LinkedBlockingQueue performance test of Java&Go high performance queue

After writing Application of high performance queue Disruptor in testing and Ten million log playback engine design draft video version Since then, I have been preparing the performance test of several high-performance message queues in Java & go language, including several benchmark test scenarios and application scenarios in the performance test.

The idea of test scenario design refers to two aspects:

  • The size of the message body is different from that of the GET request
  • The number of producer and consumer threads is called coroutine in Go language

PS: in subsequent articles, if threads appear in Go language articles, they all refer to goroutine.

conclusion

Overall, Java util. concurrent. The performance of linkedblockingqueue is still at the level of 500000 QPS, which meets the current pressure test requirements. The only thing to avoid is the unstable performance when the queue is long. To sum up, there are three general references:

  • The message body should be as small as possible
  • Limited thread gain
  • Try to avoid message backlog

brief introduction

First, let's introduce the first tested object Java util. concurrent. Linkedblockingqueue, which can be obtained by decomposing the name, is a blocking one-way object implemented by a linked list. The official definition is:

Optional bounded blocking queue based on linked nodes. This queue sorts elements in FIFO (first in first out). The head of the queue is the longest element in the queue. The end of the queue is the element with the shortest time in the queue. The new element is inserted into the tail of the queue, and the queue retrieval operation obtains the element of the queue head. Linked queues typically have higher throughput than array based queues, but can be more unpredictable in most concurrent applications.

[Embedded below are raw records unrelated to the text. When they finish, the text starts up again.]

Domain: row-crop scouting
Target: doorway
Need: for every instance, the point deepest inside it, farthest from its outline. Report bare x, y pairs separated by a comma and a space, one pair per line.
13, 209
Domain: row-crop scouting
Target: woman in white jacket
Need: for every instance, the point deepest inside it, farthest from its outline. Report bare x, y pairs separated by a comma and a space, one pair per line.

Among the several queue implementation classes that I found in JDK, Java util. concurrent. Linkedblockingqueue has the highest performance, and there is also a candidate class java util. concurrent. Arrayblockingqueue, the data says Java util. concurrent. The performance of blockedqueue is probably Java util. concurrent. The performance of arrayblockingqueue is 2 ~ 3 times that of arrayblockingqueue. The gap is too obvious. I have a chance to test it again.

test result

Here, only the number of messages (objects) processed per millisecond is recorded as the only criterion for evaluating performance.

Data description

Here I use three kinds of org apache. http. client. methods. Httpget and creation methods all use native API s. In order to distinguish between cases, I will add some header and URL length to the response.

Small objects:

def get = new HttpGet()

Objects in:

def get = new HttpGet(url)
get.addHeader("token", token)
get.addHeader(HttpClientConstant.USER_AGENT)
get.addHeader(HttpClientConstant.CONNECTION)

Large objects:

def get = new HttpGet(url + token)
get.addHeader("token", token)
get.addHeader("token1", token)
get.addHeader("token5", token)
get.addHeader("token4", token)
get.addHeader("token3", token)
get.addHeader("token2", token)
get.addHeader(HttpClientConstant.USER_AGENT)
get.addHeader(HttpClientConstant.CONNECTION)

producer

Object size

Queue length (million)

Number of threads

Rate (/ ms)

Small

1

1

838

Small

1

5

837

Small

1

10

823

Small

5

1

483

Small

10

1

450

in

1

1

301

in

1

5

322

in

1

10

320

in

1

20

271

in

5

1

fail

in

10

1

fail

in

0.5

1

351

in

0.5

5

375

large

1

1

214

large

1

5

240

large

1

10

241

large

0.5

1

209

large

0.5

5

250

large

0.5

10

246

large

0.2

1

217

large

0.2

5

309

large

0.2

10

321

large

0.2

20

243

The two tests in the middle failed because the waiting time was too long. When it reached about 3 million, it began to stagnate, so I gave up.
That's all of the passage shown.